Merging art with health
The Edna Manley College of the Visual and Performing Arts heralded their 35 graduates of the Bachelor of Fine Arts Degree programme with the 2019 final-year exhibition, held on June 1. The exhibition also marked the official forging of a relationship between the school and the Ministry of Health and Wellness, as Minister Dr Christopher Tufton, endorsed the impact the arts have on health and overall well-being – by supplementing medicine and care, the arts can improve the health of people who experience mental or physical health problems.
The exhibition presented a curation of some of the artworks produced for the fourth-year independent study examination of the programme. The categories of art featured were fashion design, visual communications, sculpture, jewellery, painting and art education. The students experimented using repurposed materials such as cardboard, shoes and suitcases. Many students incorporated digital technology in their presentations.
In his address at the opening ceremony, Tufton highlighted the importance of mental health to longevity and quality of life. He noted that it is easy to get caught in the “rat race” in a society where success is determined by material possessions rather than inner peace or a contented state of mind. While he acknowledged the importance of wealth, he also expressed the significance of balance.
“We get so caught up, sometimes we lose the narrative of balance – balancing work with relaxation, balancing consumption habits, balancing physical activity and pursuit of things that enhance that state of mind,” he said.
This focus on other aspects that encompass health, reflects the holistic approach prescribed by the World Health Organization.

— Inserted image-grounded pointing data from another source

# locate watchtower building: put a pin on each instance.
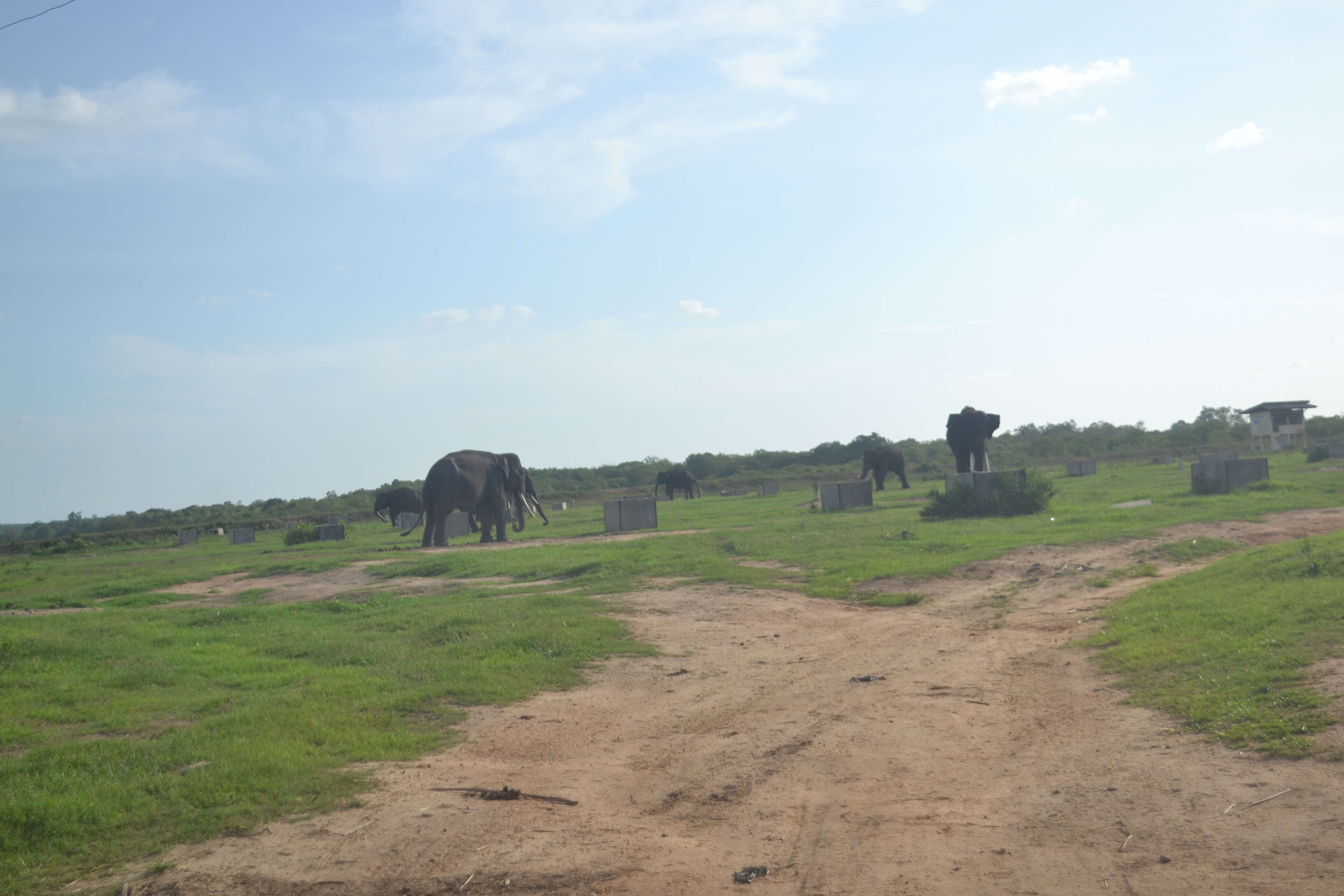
(1277, 425)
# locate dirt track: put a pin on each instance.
(988, 761)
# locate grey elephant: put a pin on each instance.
(679, 480)
(521, 494)
(885, 460)
(968, 437)
(464, 482)
(389, 506)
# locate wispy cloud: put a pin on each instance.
(1034, 87)
(695, 308)
(1289, 222)
(1092, 117)
(1244, 138)
(151, 117)
(449, 318)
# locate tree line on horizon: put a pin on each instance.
(1213, 428)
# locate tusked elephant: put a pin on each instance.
(968, 437)
(679, 480)
(883, 460)
(464, 482)
(397, 502)
(521, 494)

He further encouraged the graduates, saying, “You must see your profession as an opportunity to create significance by influencing a change in this scenario – by influencing a balanced lifestyle. I do believe that your artistry possesses that significant potential.”

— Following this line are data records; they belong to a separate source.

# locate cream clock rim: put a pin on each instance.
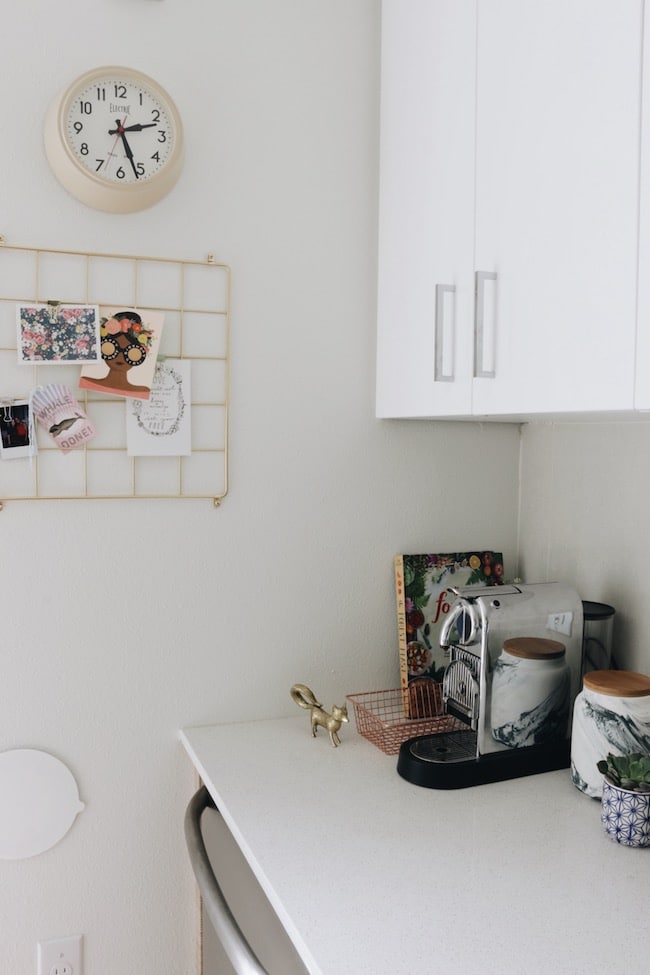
(56, 128)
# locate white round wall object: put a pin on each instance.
(39, 802)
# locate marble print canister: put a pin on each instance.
(610, 714)
(531, 689)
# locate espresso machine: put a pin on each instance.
(513, 671)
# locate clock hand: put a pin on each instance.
(127, 148)
(132, 128)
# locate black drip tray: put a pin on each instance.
(458, 746)
(449, 761)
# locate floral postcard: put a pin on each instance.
(55, 333)
(161, 425)
(422, 586)
(130, 340)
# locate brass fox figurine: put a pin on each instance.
(302, 695)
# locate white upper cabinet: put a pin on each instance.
(642, 389)
(510, 172)
(426, 248)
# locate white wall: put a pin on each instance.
(105, 654)
(585, 519)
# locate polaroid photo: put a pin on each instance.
(18, 434)
(54, 333)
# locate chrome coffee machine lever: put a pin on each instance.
(514, 670)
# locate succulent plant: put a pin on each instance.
(631, 772)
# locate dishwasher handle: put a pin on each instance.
(232, 938)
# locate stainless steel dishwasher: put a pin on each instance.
(242, 934)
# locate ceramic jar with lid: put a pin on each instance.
(611, 714)
(531, 690)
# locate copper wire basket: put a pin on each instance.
(380, 717)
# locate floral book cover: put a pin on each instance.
(423, 600)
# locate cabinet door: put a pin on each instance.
(425, 297)
(558, 103)
(642, 388)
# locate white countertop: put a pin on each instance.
(371, 875)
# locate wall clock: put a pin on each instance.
(114, 140)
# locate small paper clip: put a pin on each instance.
(54, 310)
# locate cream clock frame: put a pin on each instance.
(114, 139)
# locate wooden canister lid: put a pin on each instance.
(533, 648)
(618, 683)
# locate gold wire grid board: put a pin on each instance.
(379, 717)
(194, 297)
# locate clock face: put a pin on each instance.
(119, 129)
(114, 140)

Over the past month, Tufton was actively involved in the now-completed mural project at the Bellevue Hospital. Patients of the Occupational Therapy Department, through an investment by Pepsi-Cola Jamaica, partnered with students of the Edna Manley College to beautify spaces across the institution.
“I have never seen the patients so happy and contented. They were dancing up a storm, they had an impromptu concert, and I even had the courage to join in and sing. It was therapeutic and is evidence of the importance of art. That partnership was not just about painting murals; it’s about the holistic agenda where in addition to eating right and exercising, mental well-being is fostered and developed. We would like to see more partnerships like this, where persons with mental health challenges are not alienated but included,” he said.